On our last day of the trip, on Shabbat, I attended an orthodox service catered to Americans staying in the Jerusaelm, where a mechitza was erected to separate male and female congregants and the rabbi’s sermon was given in English. Jason was given the honor of holding the Torah scroll (hagbah) and lifted it to the congregation after which the clasp, mantle & silver ornaments were replaced. Jason, Lior and I listened to the rabbi speak about the blessing for the new moon and the importance of the month of Nissan in the Jewish calendar. As he spoke of G-d’s “giving” of the month of Nissan to the Jewish people as a time for renewal, I reflected on my own time in Israel, brief as it as.
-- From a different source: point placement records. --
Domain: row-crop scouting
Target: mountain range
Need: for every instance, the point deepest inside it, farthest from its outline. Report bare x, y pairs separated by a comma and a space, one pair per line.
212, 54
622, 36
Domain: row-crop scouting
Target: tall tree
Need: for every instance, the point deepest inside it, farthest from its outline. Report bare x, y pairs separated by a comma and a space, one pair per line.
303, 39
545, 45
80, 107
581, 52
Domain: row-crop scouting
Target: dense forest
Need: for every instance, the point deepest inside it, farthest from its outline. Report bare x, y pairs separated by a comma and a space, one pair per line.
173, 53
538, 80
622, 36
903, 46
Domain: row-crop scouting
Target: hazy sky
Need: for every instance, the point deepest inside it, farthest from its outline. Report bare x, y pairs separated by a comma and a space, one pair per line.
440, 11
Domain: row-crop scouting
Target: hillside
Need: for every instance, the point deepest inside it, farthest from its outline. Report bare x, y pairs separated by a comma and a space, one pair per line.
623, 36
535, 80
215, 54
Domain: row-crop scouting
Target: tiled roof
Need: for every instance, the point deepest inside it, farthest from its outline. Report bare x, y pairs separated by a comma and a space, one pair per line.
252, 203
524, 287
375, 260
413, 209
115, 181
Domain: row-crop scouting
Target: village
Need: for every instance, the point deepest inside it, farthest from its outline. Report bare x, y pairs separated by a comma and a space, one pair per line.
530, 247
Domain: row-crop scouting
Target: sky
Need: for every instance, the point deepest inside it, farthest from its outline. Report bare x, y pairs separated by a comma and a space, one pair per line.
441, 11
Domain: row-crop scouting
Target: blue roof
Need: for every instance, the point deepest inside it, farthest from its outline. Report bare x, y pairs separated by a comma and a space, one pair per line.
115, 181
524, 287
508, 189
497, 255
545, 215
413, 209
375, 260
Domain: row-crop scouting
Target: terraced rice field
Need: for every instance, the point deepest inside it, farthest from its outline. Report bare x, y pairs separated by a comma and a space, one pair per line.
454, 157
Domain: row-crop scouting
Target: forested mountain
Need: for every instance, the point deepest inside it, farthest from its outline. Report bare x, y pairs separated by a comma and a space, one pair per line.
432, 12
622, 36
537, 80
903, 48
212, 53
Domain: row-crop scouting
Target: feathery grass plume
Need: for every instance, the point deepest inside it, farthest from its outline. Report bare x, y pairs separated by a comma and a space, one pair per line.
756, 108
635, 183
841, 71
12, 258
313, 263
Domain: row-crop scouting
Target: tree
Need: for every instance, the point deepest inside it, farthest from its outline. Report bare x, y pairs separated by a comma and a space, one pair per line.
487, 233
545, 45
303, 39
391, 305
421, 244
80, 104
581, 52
Having learned about, and had the opportunity to work on, exciting projects through local nonprofit agencies and the JNF, I was given the ability to glimpse parts of Israel not normally accessible to a Westerner on their first trip to the country. The opportunities I had for meeting ordinary Israeli citizens, for seeing the countryside and some of the city life awoke in me a part of my Jewish identity I had not previously experienced. During one of our group exercises at the end of the day on Kibbutz Shomrat, our guide, Lior, had us take part in an activity where we categorized Jewish values.
As we compared our different groups’ lists and where we placed our priorities, I realized that “visiting Israel” ranked high on my list, where perhaps it had not prior to this trip. Not having been raised Jewish, I considered the value of “raising one’s children to be Jewish” for perhaps the first time in my adult life. And I talked with my group about the personal importance placed for me on reading Jewish books, which helped me as young adult to begin to understand the culture which I had been born into.